Another classic headache is manipulating Canvas from inside React. You end up with enormous, timing-unclear Effects tangled around each other until you are fully debugged into oblivion. The tricky part is that Canvas has its own internal state machine. Every operation you perform on it is a side effect, entirely unrelated to React. The best practice is to keep all of that outside of React, exposing only two sets of interfaces for communication: an Effect that pushes from React to Canvas, and a manager stored in a Ref that holds the Canvas Reference and dispatches events.

Libraries like react-three-fiber or react-konva handle this for you. If you choose not to use them (I personally find these libraries somewhat irritating), you have to sort out the right development paradigm yourself.

On the topic of References: some developers package State and Callbacks into a Ref to expose to a parent component, which then reaches inside the child via useRef to retrieve values, achieving what they call "reverse communication." This is a clear anti-pattern, because References are not meant for this purpose. More fundamentally, "reverse data flow" has no place in the React conceptual model at all. What flows upward should only ever be event callbacks.

SSR Is a Strange Idea

I did not say it was a bad idea. I said it was a strange idea.
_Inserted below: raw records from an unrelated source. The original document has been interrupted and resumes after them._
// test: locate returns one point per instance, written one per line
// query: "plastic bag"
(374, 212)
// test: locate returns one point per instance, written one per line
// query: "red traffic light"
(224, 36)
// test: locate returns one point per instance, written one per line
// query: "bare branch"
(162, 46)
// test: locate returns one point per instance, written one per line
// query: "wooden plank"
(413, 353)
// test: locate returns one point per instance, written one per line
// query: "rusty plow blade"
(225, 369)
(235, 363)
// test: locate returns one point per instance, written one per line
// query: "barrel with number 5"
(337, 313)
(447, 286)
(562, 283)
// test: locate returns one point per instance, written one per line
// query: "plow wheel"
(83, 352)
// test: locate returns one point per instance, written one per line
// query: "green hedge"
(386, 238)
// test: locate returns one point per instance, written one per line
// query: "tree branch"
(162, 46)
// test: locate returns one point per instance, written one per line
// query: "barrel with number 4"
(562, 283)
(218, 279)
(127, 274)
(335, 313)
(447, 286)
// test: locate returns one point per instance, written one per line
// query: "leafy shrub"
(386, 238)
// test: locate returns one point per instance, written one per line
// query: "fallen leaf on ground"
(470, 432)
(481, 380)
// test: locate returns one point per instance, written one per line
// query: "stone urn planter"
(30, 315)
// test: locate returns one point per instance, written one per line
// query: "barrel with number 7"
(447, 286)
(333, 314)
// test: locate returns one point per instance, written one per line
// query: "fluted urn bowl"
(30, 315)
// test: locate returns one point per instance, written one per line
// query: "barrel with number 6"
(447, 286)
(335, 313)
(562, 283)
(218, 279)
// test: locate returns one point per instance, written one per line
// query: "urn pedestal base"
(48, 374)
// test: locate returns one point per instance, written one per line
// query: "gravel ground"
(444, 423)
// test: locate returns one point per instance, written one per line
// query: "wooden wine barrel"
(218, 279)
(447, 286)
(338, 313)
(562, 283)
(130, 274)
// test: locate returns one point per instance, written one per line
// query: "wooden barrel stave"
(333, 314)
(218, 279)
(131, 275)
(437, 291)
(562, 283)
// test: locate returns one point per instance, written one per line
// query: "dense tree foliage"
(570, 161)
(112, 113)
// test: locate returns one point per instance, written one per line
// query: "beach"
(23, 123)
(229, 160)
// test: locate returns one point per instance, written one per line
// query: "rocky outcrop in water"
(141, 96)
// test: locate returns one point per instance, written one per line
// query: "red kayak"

One of SSR's selling points is that it avoids shuttling data back and forth like a ping-pong ball between the client and server. The server renders the HTML and sends it down; the client then "hydrates" the state. Done.

But if we return to our earlier discussion of what React actually is, we notice something peculiar: React rendering involves an "internal environment" and an "external environment." The internal one is React itself, written in JavaScript, which is fine. But if you want the server to produce something that looks exactly like what the browser would render, you also need to provide an equivalent "external environment" on the server. And to allow the client-side React to match DOM nodes to their corresponding "external environment" entities, you must ensure that everything in the "external environment" is serializable.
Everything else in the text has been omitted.